The Pope affirmed this Wednesday when he continued with his series of general audiences dedicated to women religious of the middle Ages.
He again brought his listeners to the monastery of Helfta, this week to consider in depth a saint he mentioned last Wednesday during his address on St. Matilda.
Wednesday's lesson was about St. Gertrude the Great (1256-1301 or 1302), "the only woman of Germanic descent to be called 'the Great,'" he noted, "because of her cultural and evangelical stature."
The Holy Father summarized the life and spiritual depth of the saint, emphasizing such facts as that "nothing is known about her parents or the place of her birth," but that Gertrude accepted this early uprooting as a gift from Christ. "She said that the Lord said: 'I chose her for my dwelling because it pleases me that everything that is pleasing in her is my work. [...] Precisely for this reason I removed her from all her relatives so that no one would love her for reasons of blood relationship and I would be the only motive of the affection that moves her.'"
Gertrude was an extremely intelligent woman, and she pursued her studies from a young age, having been entrusted to the monastery at age 5 for education and formation.
The Pope observed: "[S]he had a strong character, determined, decisive, impulsive; often negligent, she says; she acknowledges her defects and humbly asks for forgiveness of them.
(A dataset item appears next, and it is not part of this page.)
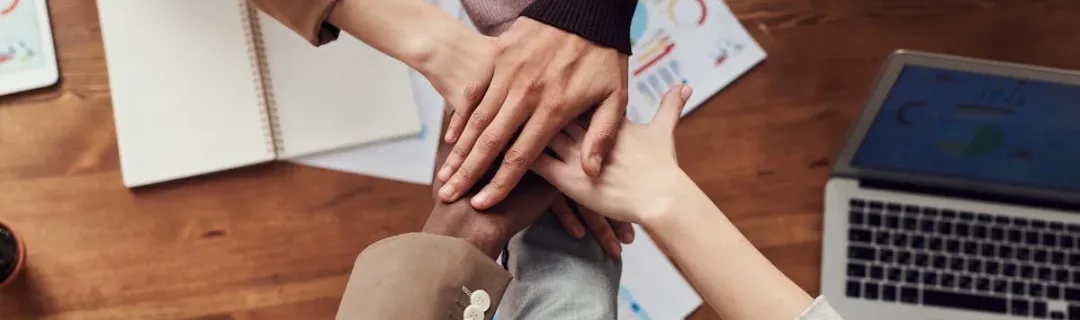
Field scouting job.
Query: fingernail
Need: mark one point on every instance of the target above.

With humility she asks for advice and prayers for her conversion. There are features of her temperament and defects that stayed with her until the end, to the point of astonishing some persons, who wondered how it was possible that the Lord preferred her so much."
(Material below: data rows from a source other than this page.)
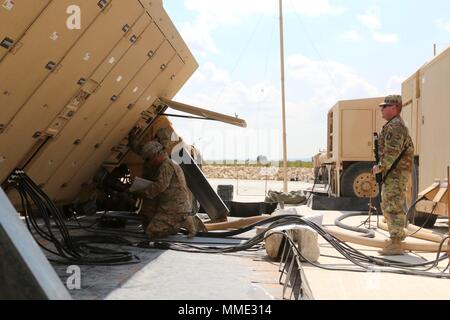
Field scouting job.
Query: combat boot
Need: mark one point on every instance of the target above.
(393, 248)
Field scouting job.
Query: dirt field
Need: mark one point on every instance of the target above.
(257, 173)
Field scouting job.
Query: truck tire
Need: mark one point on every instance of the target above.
(358, 181)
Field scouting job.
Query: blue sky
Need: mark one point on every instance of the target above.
(335, 50)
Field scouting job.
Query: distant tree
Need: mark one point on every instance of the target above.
(262, 160)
Her success at study made her stand out among her sisters, Benedict XVI continued, and "she was tenacious in consolidating her learning in various fields."
However, he said, in the Advent of 1280, she began to sense the vanity of all worldly accomplishments and felt a deep turmoil, until the Lord enlightened her with a vision of a youth who helped her to "surmount the tangle of thorns that oppressed her soul." In this vision, the Pontiff recounted, "she recognized the One who on the cross saved us with his blood, Jesus."
Citing her biographer, the Pope traced her conversion, in which, "with the tireless and careful reading of all the sacred books that she could have or obtain, she filled her heart with the most useful and sweet sentences of sacred Scripture."
"She dedicated herself to writing and spreading the truths of the faith with clarity and simplicity, grace and persuasion, serving the Church with love and fidelity," he added. Unfortunately, however, most of these writings have been lost, the Pope noted.
The Bishop of Rome concluded his reflection on St. Gertrude by saying that it seems obvious "these are not only historic things of the past, but that the existence of St. Gertrude continues to be a school of Christian life, of the straight path, which shows us that the center of a happy life, of a true life, is friendship with Jesus the Lord."
This friendship, he continued, "is learned in love for sacred Scripture, in love for the liturgy, in profound faith, in love for Mary, so that one will increasingly really know God himself and thus true happiness, the goal of our life."